A simple event might look like this:
{
"eventType": "OrderPlaced",
"timestamp": "2025-10-29T14:32:00Z",
"data": {
"orderId": "A12345",
"customerId": "C789",
"total": 94.50,
"currency": "USD"
}
}
A Payment service might pick this up to charge the card, while an Inventory service decrements stock, all without knowing each other exists.
That single change, broadcast instead of request, reshapes everything. Services no longer need to know who’s listening. They only need to report what happened.
The AWS building blocks: SNS, SQS, and EventBridge
In AWS, three managed services cover the core responsibilities:
- SNS (Simple Notification Service): high-fan-out publish/subscribe. Producers publish once; many subscribers receive.
- SQS (Simple Queue Service): durable buffering, retries, and back-pressure. Consumers pull at their own pace.
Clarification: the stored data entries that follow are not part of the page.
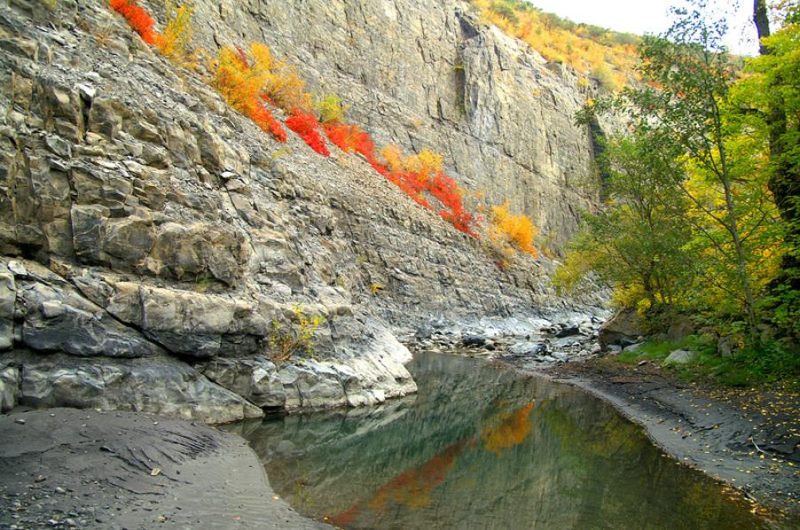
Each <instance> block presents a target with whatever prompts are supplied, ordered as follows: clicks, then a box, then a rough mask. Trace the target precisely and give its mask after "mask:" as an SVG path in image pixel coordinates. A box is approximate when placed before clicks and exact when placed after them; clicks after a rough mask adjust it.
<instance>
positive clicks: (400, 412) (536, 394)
mask: <svg viewBox="0 0 800 530" xmlns="http://www.w3.org/2000/svg"><path fill="white" fill-rule="evenodd" d="M409 368H410V370H411V372H412V374H413V375H414V377H415V379H416V381H417V383H418V385H419V393H418V394H417V395H416V396H412V397H409V398H406V399H404V400H401V401H395V402H392V403H389V404H387V405H384V406H383V407H380V408H378V409H370V410H366V409H365V410H351V411H348V412H347V413H344V412H339V413H327V414H312V415H300V416H288V417H283V418H274V419H269V420H267V421H264V422H262V423H250V424H242V425H240V426H238V427H237V429H239V432H240V434H242V435H243V436H245V437H246V438H247V439H248V440H249V442H250V444H251V445H252V447H253V448H254V449H255V451H256V452H257V453H258V455H259V457H260V458H261V460H262V461H263V463H264V466H265V468H266V470H267V473H268V475H269V479H270V482H271V484H272V487H273V488H274V489H275V491H276V492H277V493H278V495H280V496H281V497H283V498H285V499H286V500H287V501H288V502H289V503H290V504H291V505H292V506H293V507H294V508H295V509H296V510H297V511H298V512H300V513H302V514H304V515H307V516H309V517H312V518H315V519H318V520H324V521H327V522H329V523H331V524H333V525H335V526H339V527H343V528H376V529H416V528H419V529H438V528H442V529H444V528H448V529H450V528H452V529H471V528H476V529H477V528H480V529H495V528H496V529H528V528H536V529H603V528H607V529H628V528H630V529H637V530H640V529H670V530H671V529H725V530H728V529H739V528H742V529H744V528H772V526H770V525H768V523H767V522H765V521H764V520H763V519H760V518H758V517H756V516H754V515H752V514H751V513H750V509H749V506H748V505H747V504H746V503H744V502H743V501H741V500H739V499H737V498H734V497H732V496H731V494H730V492H727V491H725V490H724V488H723V487H722V486H720V485H719V484H717V483H716V482H714V481H712V480H711V479H709V478H707V477H705V476H704V475H702V474H700V473H699V472H695V471H692V470H689V469H687V468H685V467H682V466H680V465H678V464H676V463H675V462H674V461H672V460H671V459H669V458H666V457H665V456H664V455H663V454H662V453H661V452H660V451H659V450H658V449H656V448H655V447H654V446H653V445H651V444H650V443H649V442H648V440H647V438H646V437H645V436H644V435H643V434H642V432H641V430H640V429H639V428H638V427H636V426H635V425H633V424H631V423H630V422H628V421H627V420H625V419H623V418H622V417H621V416H620V415H618V414H617V413H616V412H615V411H614V410H613V408H611V407H610V406H608V405H607V404H605V403H604V402H602V401H600V400H598V399H596V398H594V397H592V396H590V395H588V394H586V393H585V392H582V391H580V390H577V389H574V388H572V387H569V386H565V385H559V384H555V383H551V382H549V381H546V380H543V379H541V378H537V377H528V376H523V375H520V374H518V373H515V372H513V371H510V370H507V369H505V368H502V367H500V366H496V365H492V364H489V363H486V362H484V361H478V360H473V359H468V358H461V357H452V356H442V355H427V354H426V355H420V356H418V357H417V358H416V359H415V360H414V362H413V363H412V364H411V365H410V367H409Z"/></svg>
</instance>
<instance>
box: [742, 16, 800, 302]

- EventBridge: routing and filtering across services and accounts, with schema discovery and rules.
Together, they enable decoupled producers and consumers that scale independently and degrade gracefully when parts of the system are unavailable.
Why teams choose EDA
- Scalability through decoupling. Each service grows independently.
- Fault tolerance. A downstream failure doesn’t block upstream work.
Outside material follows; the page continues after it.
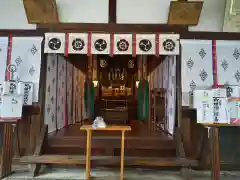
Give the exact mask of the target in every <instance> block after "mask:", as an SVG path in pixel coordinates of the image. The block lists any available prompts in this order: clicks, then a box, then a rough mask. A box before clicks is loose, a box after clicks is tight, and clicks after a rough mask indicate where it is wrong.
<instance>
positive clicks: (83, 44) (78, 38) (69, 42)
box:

- Flexibility. Add or remove consumers without rewriting producers.
- Transparency. Events record facts, what happened, not instructions.
EDA is as much about operating model as technology: teams commit to clear contracts and accept eventual completion rather than synchronous certainty.
The hidden costs
EDA doesn’t remove complexity; it moves it.
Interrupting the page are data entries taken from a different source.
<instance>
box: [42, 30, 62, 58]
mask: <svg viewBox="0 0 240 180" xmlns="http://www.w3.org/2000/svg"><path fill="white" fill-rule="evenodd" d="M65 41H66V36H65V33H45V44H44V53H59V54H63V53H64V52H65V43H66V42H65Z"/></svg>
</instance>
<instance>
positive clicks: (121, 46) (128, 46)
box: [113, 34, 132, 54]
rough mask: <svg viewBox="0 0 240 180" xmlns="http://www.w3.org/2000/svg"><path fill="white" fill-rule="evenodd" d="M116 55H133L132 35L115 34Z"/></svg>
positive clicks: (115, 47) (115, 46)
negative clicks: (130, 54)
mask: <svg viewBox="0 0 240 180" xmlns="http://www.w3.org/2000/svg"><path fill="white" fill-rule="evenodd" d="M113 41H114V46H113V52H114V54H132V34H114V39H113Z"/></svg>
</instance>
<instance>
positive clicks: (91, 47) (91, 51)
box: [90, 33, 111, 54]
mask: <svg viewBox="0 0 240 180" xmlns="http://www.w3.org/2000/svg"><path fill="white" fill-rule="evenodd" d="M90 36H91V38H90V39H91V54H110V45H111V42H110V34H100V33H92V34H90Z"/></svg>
- Observability. Each event can traverse multiple queues and consumers. Without correlation IDs and tracing, root cause analysis is guesswork.
- Schema management. Events evolve. A missing key or added field can break consumers that were never updated. For example, a Payment service expects
customerIdbut suddenly receivesuserIdafter a schema update, orders succeed, but payments silently fail for two hours before monitoring catches the discrepancy. - Testing. Unit tests miss asynchronous race conditions. Event replay and contract tests become essential.
You gain flexibility, but you owe the system clarity. Documentation, versioning, and discipline replace direct calls and control.
Messaging vs. streaming: the Kafka tradeoff
When your events need to outlive the systems that produce or consume them, you move from messaging to streaming.
Kafka sits here, not as an alternative to SNS/SQS, but as the long-term memory of your event system.
- SNS/SQS/EventBridge: operational simplicity, eventual delivery, lower cost.
- Kafka: retention, replay, ordering, operational overhead.
Kafka fits when:
- Ordering and replay are business-critical.
- Multiple consumers need to process the same stream in different ways.
- Data pipelines, analytics, or stream processing drive the product.
Mature architectures often mix both: SNS for fan-out, SQS for buffering, EventBridge for routing, Kafka for long-lived streams and analytics.
When microservices come home, the modular monolith
Event-driven systems often begin as fleets of microservices, each with its own repo, pipeline, and data store. The dream is independence. The reality, sometimes, is orchestration fatigue.
A new feature crosses three repos, two contracts, and a queue. A schema update becomes a negotiation. The system still works, but every step is slower.
Some teams bring the architecture back home as a modular monolith: the same domain boundaries and events, inside one deployable. Modules publish and subscribe internally, without network latency or distributed failure modes.
Microservices aren’t a mistake; they’re a cost model. When autonomy and scale outweigh complexity, they shine. When speed, cohesion, and visibility matter more, modular monoliths win by subtraction. The skill is knowing when autonomy stops paying for itself.
The human architecture
Event-driven systems work best when teams act like autonomous services: clear interfaces, no hidden dependencies, and trust that others will handle their events.
That means publishing documentation as faithfully as code, designing for consumption rather than control, and building observability into every interaction.
The healthiest event systems aren’t just loosely coupled technically, they’re built by teams comfortable giving up control. When engineers share ownership of events, they stop designing for hierarchy and start designing for flow.
Closing
When systems stop waiting for permission, they cope better with spikes, failures, and change. Event-driven design won’t make systems simple, but it makes them resilient in the ways that matter.